Mellerick criticised the game's pass system, in which a ball would reach a teammate almost instantly, as unrealistic. He and Evans regarded the aftertouch as excessive and poorly implemented. Additionally, Mellerick reproved the game's AI, which only appeared either extremely skilled or not skilled at all. Patrick McCarthy of PC Zone faulted the game for not properly applying AI to the player's teammates while not being controlled. Mellerick and Evans concurred that Football Glory was not as good as Sensible Soccer, likening it to "yet another kickabout-in-the-park when compared to the Wembley Stadium of Sensible Soccer" and "[not] half the game that [Sensible Soccer] is", respectively. When Mellerick reviewed Football Glory again for its budget release, he also found that it had not aged well.
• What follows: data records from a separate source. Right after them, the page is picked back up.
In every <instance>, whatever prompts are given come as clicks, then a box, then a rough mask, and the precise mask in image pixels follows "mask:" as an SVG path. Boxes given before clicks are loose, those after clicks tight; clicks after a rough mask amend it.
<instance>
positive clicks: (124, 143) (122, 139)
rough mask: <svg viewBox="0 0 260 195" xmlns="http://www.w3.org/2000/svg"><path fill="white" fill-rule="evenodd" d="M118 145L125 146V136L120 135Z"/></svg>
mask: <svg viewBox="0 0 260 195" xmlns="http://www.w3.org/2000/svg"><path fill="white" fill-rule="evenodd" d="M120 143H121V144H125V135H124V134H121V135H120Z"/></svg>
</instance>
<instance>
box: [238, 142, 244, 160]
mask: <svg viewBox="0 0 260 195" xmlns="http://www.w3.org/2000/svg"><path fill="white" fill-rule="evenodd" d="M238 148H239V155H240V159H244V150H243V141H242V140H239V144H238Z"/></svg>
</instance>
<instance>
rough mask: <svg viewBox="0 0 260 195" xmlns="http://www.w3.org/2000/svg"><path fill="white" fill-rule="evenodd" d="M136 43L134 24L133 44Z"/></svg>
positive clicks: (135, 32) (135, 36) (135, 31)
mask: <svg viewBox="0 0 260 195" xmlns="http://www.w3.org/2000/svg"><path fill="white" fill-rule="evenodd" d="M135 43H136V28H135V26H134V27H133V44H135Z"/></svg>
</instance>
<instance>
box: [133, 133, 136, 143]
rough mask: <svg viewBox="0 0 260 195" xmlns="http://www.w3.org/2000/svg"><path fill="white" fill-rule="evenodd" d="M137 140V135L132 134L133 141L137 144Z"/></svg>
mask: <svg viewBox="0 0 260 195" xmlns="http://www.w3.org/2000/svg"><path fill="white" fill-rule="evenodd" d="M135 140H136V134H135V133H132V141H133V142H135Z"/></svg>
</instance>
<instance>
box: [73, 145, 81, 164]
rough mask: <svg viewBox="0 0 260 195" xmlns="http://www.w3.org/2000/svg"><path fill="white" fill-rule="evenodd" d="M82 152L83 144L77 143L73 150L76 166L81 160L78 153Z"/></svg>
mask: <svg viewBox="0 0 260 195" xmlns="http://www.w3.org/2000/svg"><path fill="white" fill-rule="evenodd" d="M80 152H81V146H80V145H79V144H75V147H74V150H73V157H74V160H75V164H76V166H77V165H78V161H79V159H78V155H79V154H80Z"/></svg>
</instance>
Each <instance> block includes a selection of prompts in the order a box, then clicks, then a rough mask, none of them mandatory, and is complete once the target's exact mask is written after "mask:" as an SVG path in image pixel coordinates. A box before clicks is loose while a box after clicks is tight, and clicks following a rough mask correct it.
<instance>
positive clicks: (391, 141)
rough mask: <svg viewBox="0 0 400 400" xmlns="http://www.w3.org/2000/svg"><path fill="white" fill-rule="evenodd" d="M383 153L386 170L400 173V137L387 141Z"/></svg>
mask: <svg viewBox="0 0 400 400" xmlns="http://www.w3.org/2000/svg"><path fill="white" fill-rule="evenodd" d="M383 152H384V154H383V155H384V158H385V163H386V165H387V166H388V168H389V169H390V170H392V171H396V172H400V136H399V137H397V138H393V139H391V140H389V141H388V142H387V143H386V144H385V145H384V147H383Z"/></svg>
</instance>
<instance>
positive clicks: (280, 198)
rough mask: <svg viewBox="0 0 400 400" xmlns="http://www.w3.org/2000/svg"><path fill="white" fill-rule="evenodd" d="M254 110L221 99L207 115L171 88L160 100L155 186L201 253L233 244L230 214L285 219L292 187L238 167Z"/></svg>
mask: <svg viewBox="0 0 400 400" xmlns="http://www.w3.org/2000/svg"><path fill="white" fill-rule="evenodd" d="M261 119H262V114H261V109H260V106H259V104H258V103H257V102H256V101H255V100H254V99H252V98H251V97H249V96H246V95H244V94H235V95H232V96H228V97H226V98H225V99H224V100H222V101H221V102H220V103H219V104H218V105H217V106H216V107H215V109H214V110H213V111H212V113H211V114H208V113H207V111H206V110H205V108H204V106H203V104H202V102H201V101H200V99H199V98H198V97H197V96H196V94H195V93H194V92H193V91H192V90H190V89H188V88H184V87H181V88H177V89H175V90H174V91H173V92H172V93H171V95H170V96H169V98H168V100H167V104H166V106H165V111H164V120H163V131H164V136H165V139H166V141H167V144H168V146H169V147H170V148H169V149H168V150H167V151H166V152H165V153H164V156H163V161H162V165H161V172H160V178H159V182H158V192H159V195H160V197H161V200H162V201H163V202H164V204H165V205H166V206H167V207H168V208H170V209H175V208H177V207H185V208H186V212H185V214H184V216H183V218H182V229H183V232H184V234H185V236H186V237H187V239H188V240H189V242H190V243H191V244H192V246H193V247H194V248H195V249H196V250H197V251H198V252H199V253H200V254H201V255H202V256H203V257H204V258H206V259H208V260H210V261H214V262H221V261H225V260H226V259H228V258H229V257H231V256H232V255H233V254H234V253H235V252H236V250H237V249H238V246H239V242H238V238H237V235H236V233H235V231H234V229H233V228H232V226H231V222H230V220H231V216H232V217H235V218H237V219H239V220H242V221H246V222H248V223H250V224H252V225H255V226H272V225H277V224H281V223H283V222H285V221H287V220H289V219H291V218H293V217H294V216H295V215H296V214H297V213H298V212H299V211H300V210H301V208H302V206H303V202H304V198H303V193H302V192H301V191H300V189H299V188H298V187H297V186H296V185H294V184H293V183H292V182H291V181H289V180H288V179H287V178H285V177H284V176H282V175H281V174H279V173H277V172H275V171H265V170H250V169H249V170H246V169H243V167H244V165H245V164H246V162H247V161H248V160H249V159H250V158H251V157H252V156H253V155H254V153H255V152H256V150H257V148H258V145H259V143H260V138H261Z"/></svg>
Contrarily, Dillon exclaimed that Football Glory was "the best arcade soccer game ever" and superior to Sensible Soccer.

Review scores
| Publication | Score |
|---|---|
| Amiga Action | 90% 88% (budget) |
| Amiga Format | 80% |
| Amiga Power | 68% (A1200) 66% (A500) 45% (budget) |
| PC Zone | 60/100 |
| CU Amiga | 95% |
| PC Games (UK) | 66% |
| PC Review | 6/10 |
| The One | 74% |

=== Sales ===
According to HMV, Football Glory was the third-best-selling Amiga game in January 1995, the fifth-best in February, and the tenth-best in April. The European Leisure Software Publishers Association ranked it second in January 1995, sixth in February, fourteenth in March, tenth in April, sixteenth in May, eleventh in June, and fifteenth in July.

== Legacy ==
Based on the success of Football Glory and Embryo (which Croteam contributed to), Paul McNally of Amiga Action named Croteam as Black Legend's most famous development team. In December 1994, Sensible Software, the developer of Sensible Soccer, accused Football Glory of being a clone. The company's Jon Hare explained that "It's trying to trade on our success. We've got a problem with it." Duncan Lothian of Black Legend defended the game and remarked that Sensible Software's accusations were proof that "Football Glory is frightening the opposition". After Sensible Software threatened Croteam with legal action, Football Glory was removed from sale. Although the game survived Sensible Software's move, it did not recover from its time off-sale and Croteam released it as freeware in 1998. When a demo for one of Croteam's later games, Serious Sam: The First Encounter, attained much popularity after its release in mid-2000, Football Glory was downloaded from Croteam's website more than one thousand times within a few days. According to Holmes, Black Legend decided against producing another football game so it did not repeatedly release similar products akin to the FIFA series. He later cited this as a possible mistake.

A successor to Football Glory featuring five-a-side football was in development by December 1994. There had been no such game before because this variant's walls had been difficult to implement and Holmes claimed that this had been worked out. The game was variously known as Football Glory Indoor Edition, Football Glory Indoors, Indoor Football Glory, Five-A-Side Soccer, and 5-A-Side Soccer, as well as Fußball Total Indoors in Germany. It was initially scheduled to be released in early 1995. This was later delayed to either the Christmas period of 1995 or January 1996. Croteam completed the game in 1995 for the 500, 1200, and 4000 Amiga models. Black Legend exhibited it at the 1995 and 1996 editions of the European Computer Trade Show. Reviews were likewise positive. The company was set to publish the game until its parent company shut it down in 1996 due to a declining Amiga games market. The publisher's German office entered insolvency in July 1996 and attempts to sell the finished game to distributors like Schatztruhe failed. Croteam released the game as public-domain software in March 2000.